After 23 years as part of the Unifil peace mission, the troops pulled out of south Lebanon in 2001. They are now returning to an area where some of the local faces will be familiar but their role will be very different.
The advance party consists of security and logistics personnel, including weapons, ammunition and communications experts. Their main task is to establish an Irish headquarters in Tibnin, where the Irish were previously based -- although they will not be returning to Camp Shamrock.
The headquarters must be operational before the rest of the 440-strong battalion deploy on June 23 and 27.
At the same time as the party left the Irish Air Corps base at Baldonnel, a convoy of 36 armoured vehicles was travelling along the N7 from Kildare to Ringaskiddy in Co Cork, from where they will be shipped to Lebanon.
Irish duties will include patrolling the "blue line" dividing Lebanon and northern Israel with an emphasis on mobile patrolling, particularly alongside Lebanese armed forces.

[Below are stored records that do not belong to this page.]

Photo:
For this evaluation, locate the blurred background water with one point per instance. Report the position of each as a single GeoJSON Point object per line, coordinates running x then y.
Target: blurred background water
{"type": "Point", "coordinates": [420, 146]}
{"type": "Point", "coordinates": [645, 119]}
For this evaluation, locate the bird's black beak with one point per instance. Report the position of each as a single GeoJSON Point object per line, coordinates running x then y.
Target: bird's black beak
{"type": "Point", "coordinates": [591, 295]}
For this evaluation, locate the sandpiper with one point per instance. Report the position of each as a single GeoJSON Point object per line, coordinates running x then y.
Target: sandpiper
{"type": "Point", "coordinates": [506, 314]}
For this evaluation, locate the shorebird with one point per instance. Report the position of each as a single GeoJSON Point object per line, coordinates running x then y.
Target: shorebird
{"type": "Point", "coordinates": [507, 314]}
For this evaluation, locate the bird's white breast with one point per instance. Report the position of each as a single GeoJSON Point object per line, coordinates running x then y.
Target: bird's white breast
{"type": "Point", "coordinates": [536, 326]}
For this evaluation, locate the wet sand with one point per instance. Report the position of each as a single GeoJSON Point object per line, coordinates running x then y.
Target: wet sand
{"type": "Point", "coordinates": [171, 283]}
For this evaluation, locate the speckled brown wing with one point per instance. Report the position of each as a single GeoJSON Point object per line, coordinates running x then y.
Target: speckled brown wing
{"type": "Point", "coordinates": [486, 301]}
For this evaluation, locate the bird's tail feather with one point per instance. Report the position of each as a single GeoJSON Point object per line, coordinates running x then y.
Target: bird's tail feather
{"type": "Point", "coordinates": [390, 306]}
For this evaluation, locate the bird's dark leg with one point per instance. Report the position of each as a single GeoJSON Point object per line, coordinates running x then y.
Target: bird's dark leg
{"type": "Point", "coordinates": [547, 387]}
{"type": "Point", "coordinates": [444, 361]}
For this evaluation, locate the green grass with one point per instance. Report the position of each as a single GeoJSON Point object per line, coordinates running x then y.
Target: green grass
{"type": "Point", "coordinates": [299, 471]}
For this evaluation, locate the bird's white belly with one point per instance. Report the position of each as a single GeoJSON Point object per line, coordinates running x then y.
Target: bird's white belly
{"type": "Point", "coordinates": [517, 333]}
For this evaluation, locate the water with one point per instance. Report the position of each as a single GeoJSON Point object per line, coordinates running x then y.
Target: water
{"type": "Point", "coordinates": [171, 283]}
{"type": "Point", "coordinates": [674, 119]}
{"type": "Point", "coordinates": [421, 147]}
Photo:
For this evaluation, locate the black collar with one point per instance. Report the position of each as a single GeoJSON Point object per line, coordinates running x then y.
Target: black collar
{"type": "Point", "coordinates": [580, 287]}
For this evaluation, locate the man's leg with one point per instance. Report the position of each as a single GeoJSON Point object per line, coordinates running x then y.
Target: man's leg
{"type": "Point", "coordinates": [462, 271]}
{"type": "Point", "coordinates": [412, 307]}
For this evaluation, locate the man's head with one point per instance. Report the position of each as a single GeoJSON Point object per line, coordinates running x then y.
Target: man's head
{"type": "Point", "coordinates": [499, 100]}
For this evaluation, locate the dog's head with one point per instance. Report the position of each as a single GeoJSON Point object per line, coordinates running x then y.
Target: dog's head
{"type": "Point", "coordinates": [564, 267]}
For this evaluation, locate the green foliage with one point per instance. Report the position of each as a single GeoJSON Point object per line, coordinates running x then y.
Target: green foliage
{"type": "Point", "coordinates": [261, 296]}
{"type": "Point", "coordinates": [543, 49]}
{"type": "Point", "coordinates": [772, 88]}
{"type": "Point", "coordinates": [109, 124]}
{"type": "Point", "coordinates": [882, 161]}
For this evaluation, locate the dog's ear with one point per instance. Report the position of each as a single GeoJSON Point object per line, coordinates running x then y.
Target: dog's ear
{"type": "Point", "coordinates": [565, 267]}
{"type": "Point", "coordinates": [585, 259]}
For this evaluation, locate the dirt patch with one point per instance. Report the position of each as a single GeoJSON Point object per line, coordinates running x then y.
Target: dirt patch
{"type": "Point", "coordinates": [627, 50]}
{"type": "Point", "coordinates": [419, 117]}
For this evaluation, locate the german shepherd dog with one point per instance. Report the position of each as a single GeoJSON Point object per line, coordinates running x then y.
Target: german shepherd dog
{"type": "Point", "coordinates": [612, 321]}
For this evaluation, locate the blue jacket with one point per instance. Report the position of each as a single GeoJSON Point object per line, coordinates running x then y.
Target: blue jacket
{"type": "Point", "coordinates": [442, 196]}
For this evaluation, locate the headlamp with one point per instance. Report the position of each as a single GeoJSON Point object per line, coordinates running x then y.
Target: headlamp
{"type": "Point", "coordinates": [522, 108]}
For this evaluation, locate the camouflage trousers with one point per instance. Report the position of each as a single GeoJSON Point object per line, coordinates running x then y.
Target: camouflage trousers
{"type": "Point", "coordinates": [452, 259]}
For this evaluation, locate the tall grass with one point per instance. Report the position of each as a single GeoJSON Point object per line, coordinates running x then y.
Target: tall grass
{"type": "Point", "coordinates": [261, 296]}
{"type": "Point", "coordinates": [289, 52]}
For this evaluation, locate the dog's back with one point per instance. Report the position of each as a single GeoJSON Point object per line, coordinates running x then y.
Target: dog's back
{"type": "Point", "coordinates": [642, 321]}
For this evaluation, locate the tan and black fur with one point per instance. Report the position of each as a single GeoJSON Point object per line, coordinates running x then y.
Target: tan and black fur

The battalion's commanding officer, Lieut Col Frank Bolger, told the Irish Independent that his troops were fully prepared and equipped for service.
The current risk assessment in Lebanon is low but because of the high volatility of the region, this will be the best-equipped battalion to be sent overseas.
The armoury includes Javelin anti-tank missiles, with a range of 2,500 metres, 120mm mortars and recently purchased armoured Jeeps.
The initial deployment will be for five months for logistical reasons but the battalions will then rotate on a six-monthly basis.
The Irish area of operations will extend some 140sq km from Tibnin to the blue line, where the troops will occupy two smaller observer posts.